Logo surge a conclusão de que sempre deve haver supervisão humana. É o advogado que define a estratégia, mesmo que a tecnologia apoie os estágios iniciais do aconselhamento. "Estamos nos reinventando como advogados com essas tecnologias", diz Noemí Brito, sócia responsável pelos Serviços de Transformação de TI, IP e Operações Jurídicas da KPMG Abogados, que explica como os advogados estão bem posicionados para aproveitar os benefícios da IA. Ela enfatiza que essa tecnologia depende muito da linguagem, conforme demonstrado pela prevalência de LLMs, e é precisamente a linguagem que é a ferramenta de trabalho dos advogados.
Por isso, Brito acredita que os advogados terão um papel altamente estratégico nas empresas. Eles farão parte dos processos de governança da IA e do uso dos dados. Portanto, eles serão cada vez mais necessários quando for preciso tomar decisões sobre a implantação de ferramentas de inteligência artificial.
Os desafios apresentados pela IA
Quando perguntados pelo moderador, todos os três palestrantes concordaram com a importância de ficar de olho nos modelos de IA. Os riscos são uma grande preocupação. Alicia Muñoz, do Santander, resume: "Temos que estar muito atentos à transparência dos modelos e à rastreabilidade dos dados. Temos que observar os modelos e evitar que eles se degradem".
Para Rosario Baquero, da Iberdrola, é necessário garantir que os resultados da IA sejam explicáveis e sempre cuidar da privacidade dos dados. Para isso, é necessário aplicar o GDPR desde a concepção das soluções. Noemí Brito, da KPMG, enfatiza esse fato e também nos lembra que a regulamentação sobre inteligência artificial já começou a ser cumprida. Embora ainda não esteja em vigor, as empresas já a estão levando em conta para definir seus processos relacionados a essa tecnologia. "Temos que começar a trabalhar e adaptar nossos processos ao regulamento", adverte.
Baquero faz uma observação: "Estamos usando IA há anos e, quando a regulamentação era apenas uma proposta, trabalhamos para nos adaptar. Mas operamos em empresas internacionais e nossos processos terão que ser adaptados às diferentes jurisdições e legislações em que operamos", conclui. Isso significa que não será tão simples estabelecer uma metodologia global, mas será necessário adaptá-la às diferentes particularidades regionais.

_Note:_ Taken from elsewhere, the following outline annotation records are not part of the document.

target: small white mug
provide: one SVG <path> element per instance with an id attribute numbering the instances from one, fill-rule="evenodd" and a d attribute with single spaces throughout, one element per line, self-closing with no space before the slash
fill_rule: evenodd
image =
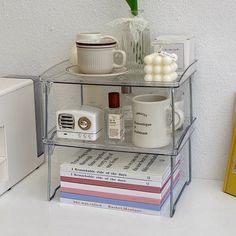
<path id="1" fill-rule="evenodd" d="M 118 40 L 111 35 L 103 35 L 100 32 L 81 32 L 77 34 L 77 42 L 80 43 L 96 43 L 101 39 L 112 39 L 118 43 Z"/>
<path id="2" fill-rule="evenodd" d="M 133 97 L 132 142 L 137 147 L 159 148 L 171 142 L 171 101 L 159 94 Z M 184 113 L 175 109 L 175 129 L 184 123 Z"/>
<path id="3" fill-rule="evenodd" d="M 126 64 L 126 53 L 116 50 L 116 41 L 102 39 L 94 43 L 77 42 L 79 71 L 85 74 L 108 74 L 114 68 L 122 68 Z M 114 63 L 114 56 L 120 54 L 120 64 Z"/>

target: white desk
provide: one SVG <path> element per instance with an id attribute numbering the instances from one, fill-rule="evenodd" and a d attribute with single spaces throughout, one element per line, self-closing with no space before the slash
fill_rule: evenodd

Outro desafio é a governança de dados no contexto de expansão da inteligência artificial. "Em primeiro lugar, estamos considerando a parte da governança, quais são os princípios que nos representam diante da IA e quais são os números que darão suporte a isso, como tudo será estruturado no nível das pessoas", diz Brito, que se refere aos cargos que serão ocupados pelos responsáveis pela governança. Sem dúvida, serão equipes multidisciplinares. As áreas de Transformação Digital, Segurança Cibernética, Tecnologia e, claro, Jurídica, entre outras, devem estar representadas. Nesse sentido, a diretriz da KPMG Lawyers aponta que os advogados desempenharão um papel no acompanhamento das empresas no caminho da IA responsável.
Muñoz intervém para reforçar essa visão do advogado como parte essencial da empresa: "São os advogados que precisam ser os donos do processo. Durante anos, cometemos o erro de delegar processos que eram de nossa competência a áreas de tecnologia". Agora ele propõe que sejam os advogados, com o apoio de todas as áreas envolvidas, que liderem os processos. Isso sustenta a ideia de que o trabalho de um advogado corporativo não será mais apenas aconselhar, mas se tornar um gerente de projetos. Sem dúvida, toda uma reciclagem de habilidades.